Apologies in advance for this probably very basic question, but I have been struggling to find out how to do this in R.
When reviewing papers, theses, etc, it is very useful to calculate p-vaules from aggregate data. I.e. you see a table and wonder if the p-value is correctly calculated. In Stata it is very easy to calculate for instance Chi Square test on aggregate data using the immediate commands, for example:
tabi 8 43 \ 2 78, row chi2
gives output
row | 1 2 | Total
1 | 8 43 | 51
| 15.69 84.31 | 100.00
2 | 2 78 | 80
| 2.50 97.50 | 100.00
Total | 10 121 | 131
| 7.63 92.37 | 100.00
Pearson chi2(1) = 7.6805 Pr = 0.006
I struggle to do the same in R, using for instance chisq.test() I have tried, for instance,
chisq.test(c(8, 43, 2, 78))
or
chisq.test(c(8, 43, 2, 78, nrow = 2))
or similar, but it seems to do some completely different calculation...
Chi-squared test for given probabilities
data: c(8, 43, 2, 78, nrow = 2)
X-squared = 167.94, df = 4, p-value < 2.2e-16
Can anyone help with a "quick-fix" for this?
Thanks in advance
Bjorn
I am not entirely sure what you want to achieve, but I think it is possible that you are searching for this(?):
chisq.test(matrix(c(8, 43, 2, 78), nrow = 2))

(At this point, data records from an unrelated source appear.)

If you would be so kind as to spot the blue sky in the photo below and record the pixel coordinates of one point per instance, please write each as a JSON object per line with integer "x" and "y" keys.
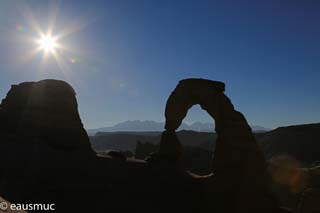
{"x": 130, "y": 54}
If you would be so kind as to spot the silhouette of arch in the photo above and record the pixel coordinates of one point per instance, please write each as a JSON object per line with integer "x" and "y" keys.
{"x": 238, "y": 165}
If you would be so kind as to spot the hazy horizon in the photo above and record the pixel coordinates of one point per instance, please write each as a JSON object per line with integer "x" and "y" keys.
{"x": 125, "y": 57}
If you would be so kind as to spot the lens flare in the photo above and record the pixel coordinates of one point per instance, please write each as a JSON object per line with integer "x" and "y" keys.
{"x": 47, "y": 43}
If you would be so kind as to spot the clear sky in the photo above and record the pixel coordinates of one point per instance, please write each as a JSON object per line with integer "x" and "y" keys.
{"x": 124, "y": 57}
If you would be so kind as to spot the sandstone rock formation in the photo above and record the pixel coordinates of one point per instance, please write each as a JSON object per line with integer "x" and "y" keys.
{"x": 46, "y": 157}
{"x": 46, "y": 111}
{"x": 239, "y": 167}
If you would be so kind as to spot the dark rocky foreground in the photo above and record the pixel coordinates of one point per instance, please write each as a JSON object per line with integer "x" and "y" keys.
{"x": 46, "y": 157}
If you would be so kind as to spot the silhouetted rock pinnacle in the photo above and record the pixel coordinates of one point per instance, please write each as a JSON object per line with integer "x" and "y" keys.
{"x": 45, "y": 111}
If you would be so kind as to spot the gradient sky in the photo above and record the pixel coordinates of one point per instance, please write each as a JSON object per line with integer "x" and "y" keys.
{"x": 130, "y": 54}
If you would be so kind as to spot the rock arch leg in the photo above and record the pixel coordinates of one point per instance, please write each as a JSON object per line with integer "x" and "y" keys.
{"x": 239, "y": 166}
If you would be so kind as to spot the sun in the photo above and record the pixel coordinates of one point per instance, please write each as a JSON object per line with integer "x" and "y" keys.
{"x": 47, "y": 43}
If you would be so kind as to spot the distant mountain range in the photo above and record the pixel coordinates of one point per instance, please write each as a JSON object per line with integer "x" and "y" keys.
{"x": 300, "y": 142}
{"x": 153, "y": 126}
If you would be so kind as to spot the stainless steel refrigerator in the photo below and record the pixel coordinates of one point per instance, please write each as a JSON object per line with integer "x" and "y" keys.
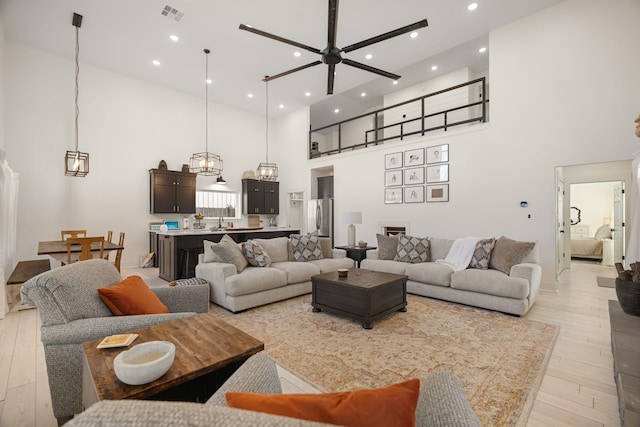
{"x": 320, "y": 217}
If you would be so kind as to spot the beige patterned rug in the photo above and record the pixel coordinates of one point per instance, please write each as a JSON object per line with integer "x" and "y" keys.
{"x": 500, "y": 360}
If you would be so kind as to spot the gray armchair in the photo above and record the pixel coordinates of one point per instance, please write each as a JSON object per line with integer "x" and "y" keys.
{"x": 72, "y": 312}
{"x": 442, "y": 403}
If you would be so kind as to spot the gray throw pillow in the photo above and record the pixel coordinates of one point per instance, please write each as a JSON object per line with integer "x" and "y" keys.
{"x": 255, "y": 254}
{"x": 507, "y": 253}
{"x": 387, "y": 246}
{"x": 412, "y": 249}
{"x": 482, "y": 254}
{"x": 227, "y": 251}
{"x": 305, "y": 247}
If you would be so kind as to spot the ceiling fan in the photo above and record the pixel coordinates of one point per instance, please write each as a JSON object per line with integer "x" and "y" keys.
{"x": 332, "y": 55}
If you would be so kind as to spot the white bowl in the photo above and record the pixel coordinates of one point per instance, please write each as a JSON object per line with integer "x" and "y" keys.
{"x": 144, "y": 362}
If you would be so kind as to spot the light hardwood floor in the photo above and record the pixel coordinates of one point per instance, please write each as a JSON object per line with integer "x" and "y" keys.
{"x": 578, "y": 388}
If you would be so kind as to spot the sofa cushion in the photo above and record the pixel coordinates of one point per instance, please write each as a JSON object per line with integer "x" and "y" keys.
{"x": 305, "y": 247}
{"x": 254, "y": 279}
{"x": 490, "y": 282}
{"x": 507, "y": 253}
{"x": 227, "y": 251}
{"x": 277, "y": 248}
{"x": 394, "y": 405}
{"x": 255, "y": 255}
{"x": 297, "y": 271}
{"x": 430, "y": 272}
{"x": 412, "y": 249}
{"x": 131, "y": 297}
{"x": 482, "y": 254}
{"x": 387, "y": 246}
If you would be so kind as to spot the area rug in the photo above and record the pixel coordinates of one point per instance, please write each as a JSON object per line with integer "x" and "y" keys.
{"x": 499, "y": 360}
{"x": 606, "y": 282}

Anyways, just run ?chisq.test()
to see how the function works, what arguments it expects and in which order, etc.
If you run this, you'll also find a description of how the function works:
"If x is a matrix with one row or column, or if x is a vector and y is not given, then a goodness-of-fit test is performed (x is treated as a one-dimensional contingency table). The entries of x must be non-negative integers. In this case, the hypothesis tested is whether the population probabilities equal those in p, or are all equal if p is not given.
If x is a matrix with at least two rows and columns, it is taken as a two-dimensional contingency table: the entries of x must be non-negative integers. Otherwise, x and y must be vectors or factors of the same length; cases with missing values are removed, the objects are coerced to factors, and the contingency table is computed from these. Then Pearson's chi-squared test is performed of the null hypothesis that the joint distribution of the cell counts in a 2-dimensional contingency table is the product of the row and column marginals."
Check your example data, e.g. when you run
is.matrix(c(8, 43, 2, 78, nrow = 2))
it will return
[1] FALSE
while
is.matrix(matrix(c(8, 43, 2, 78), nrow = 2))
returns
[1] TRUE
So you know that the example you gave was a vector. Now when you read the description of the function I pasted above, you'll find that it will try to perform a "goodness-of-fit test" with your vector. In case of a matrix, it will perform "Pearson's chi-squared test".